There is some major confusion pervading the senior layers of the Obama administration when it comes to defining and understanding who our enemies are. At least that’s the only conclusion one can draw from a couple of recent quotes a friend pointed out to me.

Exhibit A: In this interview with my Council colleague Les Gelb, Vice President Biden had this to say: “Look, the Taliban per se is not our enemy. That’s critical. There is not a single statement that the president has ever made in any of our policy assertions that the Taliban is our enemy because it threatens U.S. interests.” That’s quite a statement to make about a terrorist/guerrilla group U.S. forces have been fighting since the fall of 2001–a group that is closely aligned with al-Qaeda and other trans-national extremist groups and that is making a violent assault on every liberal, decent value that Americans hold dear.

Exhibit B: Wendy Sherman, the No. 3 official in the State Department, had this to say of the late Kim Jong Il: “He was smart and a quick problem-solver. He is also witty and humorous. Our overall impression was very different from the way he was known to the outside world.” That’s quite a statement to make about one of the most odious dictators to rule any country since World War II–a man who presided over the deaths of millions of his own people from an artificial famine and who developed nuclear weapons that could yet wreak devastation on American soil or the soil of one of our allies.

I would not want to read too much into two stray comments.

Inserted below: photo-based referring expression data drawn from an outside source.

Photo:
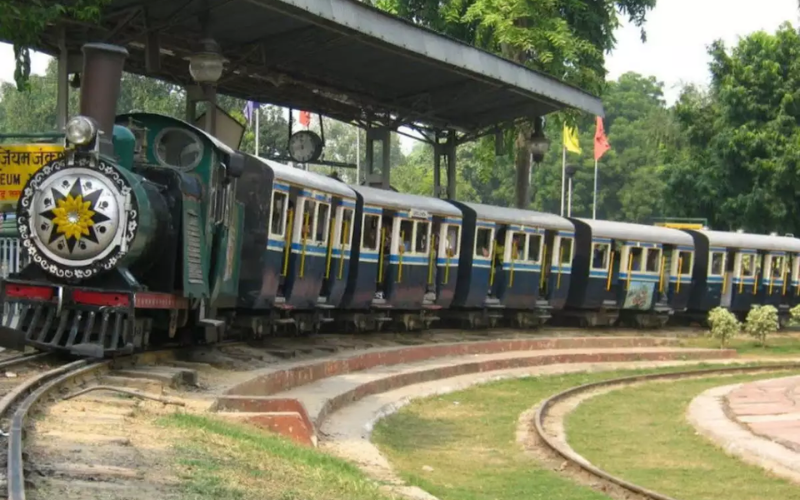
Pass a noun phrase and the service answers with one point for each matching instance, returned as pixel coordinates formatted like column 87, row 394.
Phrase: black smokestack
column 100, row 86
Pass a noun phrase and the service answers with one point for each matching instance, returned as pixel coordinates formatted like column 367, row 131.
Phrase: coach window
column 600, row 254
column 683, row 259
column 421, row 237
column 716, row 265
column 369, row 236
column 517, row 245
column 278, row 216
column 452, row 233
column 345, row 226
column 406, row 235
column 653, row 262
column 483, row 242
column 534, row 247
column 307, row 219
column 775, row 266
column 635, row 255
column 321, row 224
column 564, row 250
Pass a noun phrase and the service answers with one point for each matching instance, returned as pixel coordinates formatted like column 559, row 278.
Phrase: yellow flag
column 571, row 139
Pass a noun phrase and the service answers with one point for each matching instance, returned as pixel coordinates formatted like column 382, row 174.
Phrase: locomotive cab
column 108, row 225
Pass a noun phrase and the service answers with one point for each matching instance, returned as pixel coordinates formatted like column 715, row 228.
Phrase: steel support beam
column 378, row 165
column 62, row 99
column 444, row 151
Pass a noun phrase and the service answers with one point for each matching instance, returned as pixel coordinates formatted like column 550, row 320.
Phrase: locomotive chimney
column 100, row 87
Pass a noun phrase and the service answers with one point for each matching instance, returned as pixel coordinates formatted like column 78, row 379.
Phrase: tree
column 23, row 22
column 743, row 160
column 564, row 38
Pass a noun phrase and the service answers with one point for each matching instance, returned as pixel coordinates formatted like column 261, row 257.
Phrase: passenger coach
column 630, row 269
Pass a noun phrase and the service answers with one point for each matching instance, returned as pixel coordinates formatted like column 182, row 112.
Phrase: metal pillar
column 444, row 148
column 205, row 93
column 62, row 100
column 379, row 168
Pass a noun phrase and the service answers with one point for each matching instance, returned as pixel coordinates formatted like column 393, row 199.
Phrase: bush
column 724, row 325
column 795, row 315
column 762, row 321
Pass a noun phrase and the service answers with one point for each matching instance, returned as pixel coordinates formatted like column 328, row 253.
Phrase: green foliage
column 741, row 165
column 23, row 21
column 724, row 325
column 761, row 321
column 795, row 315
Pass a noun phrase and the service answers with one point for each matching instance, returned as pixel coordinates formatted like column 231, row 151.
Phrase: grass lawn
column 641, row 434
column 468, row 438
column 782, row 344
column 218, row 460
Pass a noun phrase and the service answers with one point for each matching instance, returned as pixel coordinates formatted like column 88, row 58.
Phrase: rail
column 571, row 456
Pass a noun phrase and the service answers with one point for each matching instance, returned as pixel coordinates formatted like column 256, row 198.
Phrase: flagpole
column 594, row 199
column 258, row 112
column 563, row 175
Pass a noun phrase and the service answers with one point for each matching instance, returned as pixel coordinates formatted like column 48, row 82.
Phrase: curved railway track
column 35, row 378
column 561, row 448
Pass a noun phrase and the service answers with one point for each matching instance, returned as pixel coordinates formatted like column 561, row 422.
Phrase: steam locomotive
column 149, row 231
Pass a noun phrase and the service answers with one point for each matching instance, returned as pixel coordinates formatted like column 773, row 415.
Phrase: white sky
column 678, row 33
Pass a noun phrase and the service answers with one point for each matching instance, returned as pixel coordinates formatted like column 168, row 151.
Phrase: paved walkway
column 756, row 422
column 770, row 409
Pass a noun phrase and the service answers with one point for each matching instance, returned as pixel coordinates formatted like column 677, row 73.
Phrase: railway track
column 543, row 424
column 34, row 376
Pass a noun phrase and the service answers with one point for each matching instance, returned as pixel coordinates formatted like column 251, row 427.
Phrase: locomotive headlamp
column 81, row 130
column 206, row 65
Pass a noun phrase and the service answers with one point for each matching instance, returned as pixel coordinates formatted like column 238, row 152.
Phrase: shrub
column 795, row 315
column 762, row 321
column 724, row 325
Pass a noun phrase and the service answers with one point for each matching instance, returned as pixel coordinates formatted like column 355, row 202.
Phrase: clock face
column 305, row 146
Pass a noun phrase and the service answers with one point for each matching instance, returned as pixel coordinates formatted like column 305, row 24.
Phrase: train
column 149, row 231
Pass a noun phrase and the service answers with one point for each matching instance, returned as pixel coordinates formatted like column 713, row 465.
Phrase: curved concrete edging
column 347, row 431
column 316, row 400
column 707, row 414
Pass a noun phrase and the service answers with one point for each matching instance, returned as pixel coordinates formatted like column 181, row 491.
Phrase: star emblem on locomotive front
column 74, row 214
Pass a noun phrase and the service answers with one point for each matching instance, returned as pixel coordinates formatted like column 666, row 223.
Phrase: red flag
column 601, row 144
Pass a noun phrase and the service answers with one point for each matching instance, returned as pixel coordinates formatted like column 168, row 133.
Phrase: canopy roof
column 341, row 58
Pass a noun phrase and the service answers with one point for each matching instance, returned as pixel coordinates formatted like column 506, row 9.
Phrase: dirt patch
column 101, row 446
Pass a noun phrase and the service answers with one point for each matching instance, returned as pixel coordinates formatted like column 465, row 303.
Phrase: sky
column 678, row 34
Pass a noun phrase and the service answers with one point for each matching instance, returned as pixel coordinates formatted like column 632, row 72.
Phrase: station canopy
column 340, row 58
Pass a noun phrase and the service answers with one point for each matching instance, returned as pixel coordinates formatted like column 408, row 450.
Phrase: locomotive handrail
column 288, row 241
column 560, row 260
column 380, row 254
column 513, row 253
column 448, row 254
column 630, row 269
column 431, row 258
column 330, row 249
column 400, row 251
column 771, row 281
column 785, row 279
column 303, row 248
column 346, row 228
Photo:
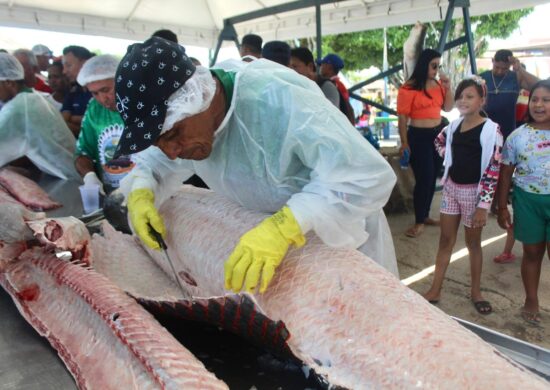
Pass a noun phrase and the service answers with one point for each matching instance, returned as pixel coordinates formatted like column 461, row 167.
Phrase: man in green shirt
column 101, row 127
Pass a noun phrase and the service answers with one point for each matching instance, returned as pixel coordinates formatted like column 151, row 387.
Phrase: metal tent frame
column 229, row 33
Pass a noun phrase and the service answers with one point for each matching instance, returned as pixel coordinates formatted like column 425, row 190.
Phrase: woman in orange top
column 419, row 104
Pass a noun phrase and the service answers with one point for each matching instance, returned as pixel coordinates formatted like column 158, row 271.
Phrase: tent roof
column 198, row 22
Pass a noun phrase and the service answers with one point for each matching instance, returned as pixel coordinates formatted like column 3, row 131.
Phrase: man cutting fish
column 264, row 137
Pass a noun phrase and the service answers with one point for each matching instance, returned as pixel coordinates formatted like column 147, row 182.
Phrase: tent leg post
column 228, row 33
column 318, row 36
column 446, row 26
column 469, row 39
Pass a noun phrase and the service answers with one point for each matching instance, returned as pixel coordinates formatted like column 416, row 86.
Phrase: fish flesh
column 341, row 314
column 105, row 338
column 26, row 191
column 349, row 319
column 66, row 234
column 14, row 232
column 123, row 260
column 412, row 48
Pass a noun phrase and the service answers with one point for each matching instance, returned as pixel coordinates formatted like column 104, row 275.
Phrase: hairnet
column 192, row 98
column 97, row 68
column 10, row 68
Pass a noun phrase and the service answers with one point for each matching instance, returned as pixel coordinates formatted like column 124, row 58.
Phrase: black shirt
column 466, row 149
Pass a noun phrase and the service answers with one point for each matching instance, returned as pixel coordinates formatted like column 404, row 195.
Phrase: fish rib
column 349, row 319
column 105, row 338
column 26, row 191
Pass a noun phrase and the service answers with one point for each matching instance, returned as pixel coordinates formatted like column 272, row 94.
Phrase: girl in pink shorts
column 471, row 147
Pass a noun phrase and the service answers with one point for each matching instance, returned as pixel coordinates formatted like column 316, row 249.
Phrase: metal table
column 27, row 361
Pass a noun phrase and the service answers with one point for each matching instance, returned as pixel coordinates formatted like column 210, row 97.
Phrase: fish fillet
column 26, row 191
column 349, row 319
column 104, row 337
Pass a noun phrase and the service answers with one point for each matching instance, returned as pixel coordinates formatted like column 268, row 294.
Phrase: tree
column 364, row 49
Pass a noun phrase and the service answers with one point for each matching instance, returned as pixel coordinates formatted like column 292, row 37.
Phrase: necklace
column 499, row 84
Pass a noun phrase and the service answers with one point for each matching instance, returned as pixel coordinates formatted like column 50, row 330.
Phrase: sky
column 14, row 38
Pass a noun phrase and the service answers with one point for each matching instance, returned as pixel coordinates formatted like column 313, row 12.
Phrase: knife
column 164, row 249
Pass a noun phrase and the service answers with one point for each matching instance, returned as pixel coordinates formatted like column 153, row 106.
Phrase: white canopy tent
column 199, row 22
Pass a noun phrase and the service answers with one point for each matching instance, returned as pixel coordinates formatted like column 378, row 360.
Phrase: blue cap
column 334, row 60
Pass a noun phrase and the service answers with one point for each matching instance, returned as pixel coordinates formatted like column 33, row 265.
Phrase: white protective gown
column 282, row 142
column 30, row 126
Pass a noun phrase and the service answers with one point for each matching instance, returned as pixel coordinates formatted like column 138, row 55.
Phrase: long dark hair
column 419, row 77
column 540, row 84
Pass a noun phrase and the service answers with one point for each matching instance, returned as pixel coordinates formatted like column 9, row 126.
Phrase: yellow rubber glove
column 261, row 250
column 143, row 213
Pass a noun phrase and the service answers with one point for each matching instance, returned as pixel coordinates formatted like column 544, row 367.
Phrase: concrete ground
column 501, row 283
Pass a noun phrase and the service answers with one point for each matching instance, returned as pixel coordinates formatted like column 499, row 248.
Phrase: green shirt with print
column 99, row 136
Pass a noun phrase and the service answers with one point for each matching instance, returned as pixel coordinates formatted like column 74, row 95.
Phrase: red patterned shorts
column 459, row 199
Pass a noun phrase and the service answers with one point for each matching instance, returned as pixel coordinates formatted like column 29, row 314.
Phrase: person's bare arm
column 449, row 102
column 503, row 188
column 526, row 80
column 73, row 122
column 402, row 123
column 84, row 165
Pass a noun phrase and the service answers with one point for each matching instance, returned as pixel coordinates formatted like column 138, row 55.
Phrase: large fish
column 26, row 191
column 337, row 311
column 105, row 338
column 412, row 48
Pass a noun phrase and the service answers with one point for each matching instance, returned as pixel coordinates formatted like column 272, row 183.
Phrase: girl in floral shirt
column 471, row 147
column 526, row 156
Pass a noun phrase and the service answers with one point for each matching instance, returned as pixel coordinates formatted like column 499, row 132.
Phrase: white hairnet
column 191, row 99
column 97, row 68
column 10, row 68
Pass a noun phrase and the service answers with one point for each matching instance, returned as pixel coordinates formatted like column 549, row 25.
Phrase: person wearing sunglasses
column 419, row 103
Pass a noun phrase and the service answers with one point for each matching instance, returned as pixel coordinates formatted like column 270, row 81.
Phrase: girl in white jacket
column 471, row 147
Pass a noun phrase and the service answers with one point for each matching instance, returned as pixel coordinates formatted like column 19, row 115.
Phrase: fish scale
column 349, row 319
column 105, row 338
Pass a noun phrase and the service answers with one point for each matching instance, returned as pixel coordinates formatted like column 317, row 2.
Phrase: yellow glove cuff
column 288, row 226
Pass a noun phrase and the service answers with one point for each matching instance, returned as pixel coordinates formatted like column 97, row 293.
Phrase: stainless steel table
column 27, row 361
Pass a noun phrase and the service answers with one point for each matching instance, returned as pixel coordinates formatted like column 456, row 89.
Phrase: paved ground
column 501, row 283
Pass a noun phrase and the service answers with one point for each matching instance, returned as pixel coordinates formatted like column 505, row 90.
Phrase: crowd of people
column 284, row 126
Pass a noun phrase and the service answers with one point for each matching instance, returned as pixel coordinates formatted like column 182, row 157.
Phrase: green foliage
column 364, row 49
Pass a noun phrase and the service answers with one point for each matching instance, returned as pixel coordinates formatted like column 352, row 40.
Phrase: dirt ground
column 501, row 283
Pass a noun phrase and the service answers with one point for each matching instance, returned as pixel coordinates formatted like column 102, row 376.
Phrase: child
column 527, row 152
column 471, row 148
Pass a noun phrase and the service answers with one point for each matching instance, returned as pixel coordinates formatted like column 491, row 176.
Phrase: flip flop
column 483, row 307
column 504, row 258
column 531, row 317
column 414, row 231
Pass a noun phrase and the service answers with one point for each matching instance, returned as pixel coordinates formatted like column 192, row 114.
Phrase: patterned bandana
column 146, row 77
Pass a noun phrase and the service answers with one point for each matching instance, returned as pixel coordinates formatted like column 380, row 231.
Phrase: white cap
column 42, row 50
column 97, row 68
column 10, row 68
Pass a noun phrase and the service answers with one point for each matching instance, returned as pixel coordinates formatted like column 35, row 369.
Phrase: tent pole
column 469, row 39
column 446, row 26
column 228, row 33
column 319, row 35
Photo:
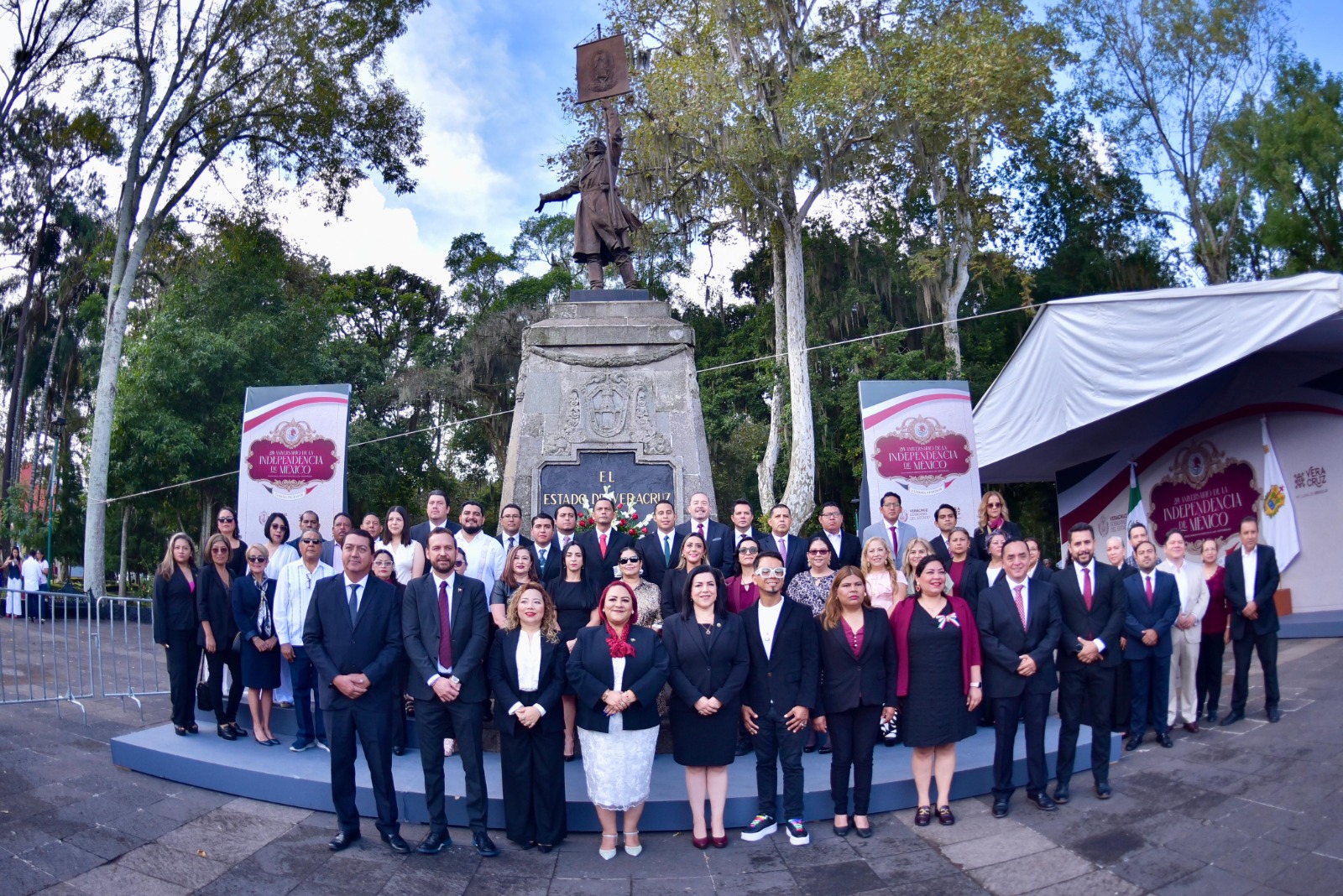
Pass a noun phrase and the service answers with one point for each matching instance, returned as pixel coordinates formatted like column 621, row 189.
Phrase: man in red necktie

And I would not want to suggest that Biden is a fan of the Taliban or that Sherman was an acolyte of Kim Jong Il. (Biden did cover himself somewhat, at the risk of intellectual incoherence, when he said in the very next sentence after the one I previously quoted: “If, in fact, the Taliban is able to collapse the existing government, which is cooperating with us in keeping the bad guys from being able to do damage to us, then that becomes a problem for us.”)  But at the very least, these statements reveal a troubling tendency to see the best in our foes–which prevents us from making an accurate assessment of the threats we actually face and mobilizing the appropriate resources and determination to confront those threats.